O TESOURO NO QUINTAL DO VIZINHO

O TESOURO NO QUINTAL DO VIZINHO

Certa vez, encontrei no quintal do vizinho, o que restou de uma ave. Era um pássaro grande, de garras e bico retorcidos, o cadáver ainda coberto por penas, mas do bico intacto e afiado. Era um lugar misterioso, vasto e com várias árvores que as cigarras se juntavam no fim de tarde para cantar.

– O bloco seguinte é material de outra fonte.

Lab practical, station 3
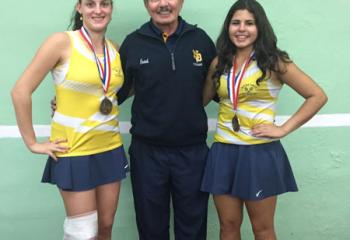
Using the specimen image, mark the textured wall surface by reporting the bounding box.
[0,0,350,240]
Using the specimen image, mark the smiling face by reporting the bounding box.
[76,0,113,32]
[228,10,258,51]
[145,0,183,30]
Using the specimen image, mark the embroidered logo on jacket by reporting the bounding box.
[192,49,203,67]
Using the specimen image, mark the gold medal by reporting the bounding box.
[100,97,113,115]
[232,115,240,132]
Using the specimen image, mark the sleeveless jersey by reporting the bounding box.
[214,60,282,145]
[50,31,124,157]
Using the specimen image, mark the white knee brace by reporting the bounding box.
[63,211,97,240]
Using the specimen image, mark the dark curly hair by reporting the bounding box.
[213,0,292,85]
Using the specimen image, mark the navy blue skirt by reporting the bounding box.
[41,146,129,191]
[201,141,298,200]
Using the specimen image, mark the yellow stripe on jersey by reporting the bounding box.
[214,61,282,145]
[50,31,124,157]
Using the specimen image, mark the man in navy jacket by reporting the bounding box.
[118,0,216,240]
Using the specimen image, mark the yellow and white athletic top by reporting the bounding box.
[214,60,282,145]
[50,31,124,157]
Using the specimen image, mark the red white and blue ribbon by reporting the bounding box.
[80,26,111,94]
[227,51,254,112]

O vizinho era um senhor solitário, que sumia e aparecia sem dar avisos. Tinha o rosto bondoso e gostava de conversar. Exalava tanta confiança que ousei lhe perguntar sobre o boato que algumas pessoas haviam visto labaredas de fogo escapando pelo quintal e garantiam que aquilo era provocado por um tesouro enterrado entre os enormes pés de árvores. Não entendi a relação entre o fogo e o tesouro.

Tezouro

O senhor do quintal tentou me explicar, na sua fala mansa, as palavras saindo sem interrupções, dando-me conta que os vizinhos pensavam se tratar de algo sobrenatural, que chamavam de enterro. Achei estranho: enterro, para mim, era sinônimo de velório e em nada lembrava tesouros. Ele percebeu minha falta de jeito e tentou desvendar: “Os povos antigos enterravam fortunas em moedas dentro de um caixote, geralmente abaixo de uma grande árvore para marcar o local. Faziam isso para economizar e escapar de roubos”.

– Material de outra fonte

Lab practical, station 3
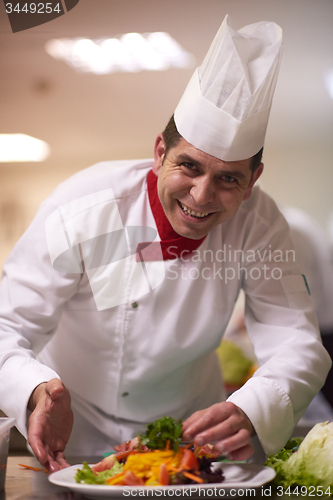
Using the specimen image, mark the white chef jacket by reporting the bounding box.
[0,160,330,453]
[279,206,333,333]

Ele falava e eu prestava atenção. Meu rosto ainda refletia dúvidas: Mas por que eles não desenterravam depois? Ele não demorou a responder no habitual riso no rosto enrugado: “Porque morriam antes.”, esclareceu, dando fim à prosa e foi cuidar do cachorro perdigueiro, um bicho tão manso que não ligava nas vezes que eu, sorrateiro, invadia o quintal e dava de frente com ele.

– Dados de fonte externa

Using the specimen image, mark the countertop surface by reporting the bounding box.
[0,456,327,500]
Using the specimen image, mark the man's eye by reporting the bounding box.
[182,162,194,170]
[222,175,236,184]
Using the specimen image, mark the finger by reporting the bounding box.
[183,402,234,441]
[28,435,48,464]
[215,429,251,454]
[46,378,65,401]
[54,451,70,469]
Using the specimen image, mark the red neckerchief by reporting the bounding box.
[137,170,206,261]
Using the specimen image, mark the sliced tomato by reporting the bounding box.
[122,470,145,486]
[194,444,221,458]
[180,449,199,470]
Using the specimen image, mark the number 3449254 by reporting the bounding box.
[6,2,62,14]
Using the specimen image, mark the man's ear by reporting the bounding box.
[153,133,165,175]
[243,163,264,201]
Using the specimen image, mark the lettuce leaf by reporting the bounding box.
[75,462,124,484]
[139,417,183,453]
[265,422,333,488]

O que o velho vizinho não imaginava é que enquanto contava a história, eu ia formando diversas teorias. A minha mente infantil entendia o enterro, mas não o fogo. Dona Dalva, minha mãe, que via coisas que ninguém percebia, explicou: “São os fantasmas que ficam protegendo o enterro.” Passei várias noites cuidando o quintal do vizinho, mas não vi o tal fogo.

Dai me lembrei daquele pássaro que estava se decompondo, fui até lá e apanhei o bico da ave, que saiu fácil por entre a carne podre do animal. Suportei o cheiro da carniça que me invadiu as narinas e o bico se transformou numa ferramenta que serviria para o meu intento: furar o chão em busca do tesouro. Como não sabia o lugar exato, resolvi agir por instinto.

Desconfiei primeiro do pé de jatobá, cavouquei em volta dele e tudo que encontrei foi uma furiosa ninhada de marimbondo. Então imaginei que as três jaqueiras no lado esquerdo guardavam segredos. Cavouquei até que lastros de suor caíssem do meu rosto e o bico da ave se quebrou. O dia foi acabando e voltei para casa de mãos vazias e o sonho desfeito.

Hoje o quintal é um grande edifício, há pessoas no lugar de pássaros e árvores. Passo por lá às vezes e fico olhando de soslaio, ligeiramente curioso, à espera de uma faísca de fogo, que não surge, provocando na minha alma alguns lamentos.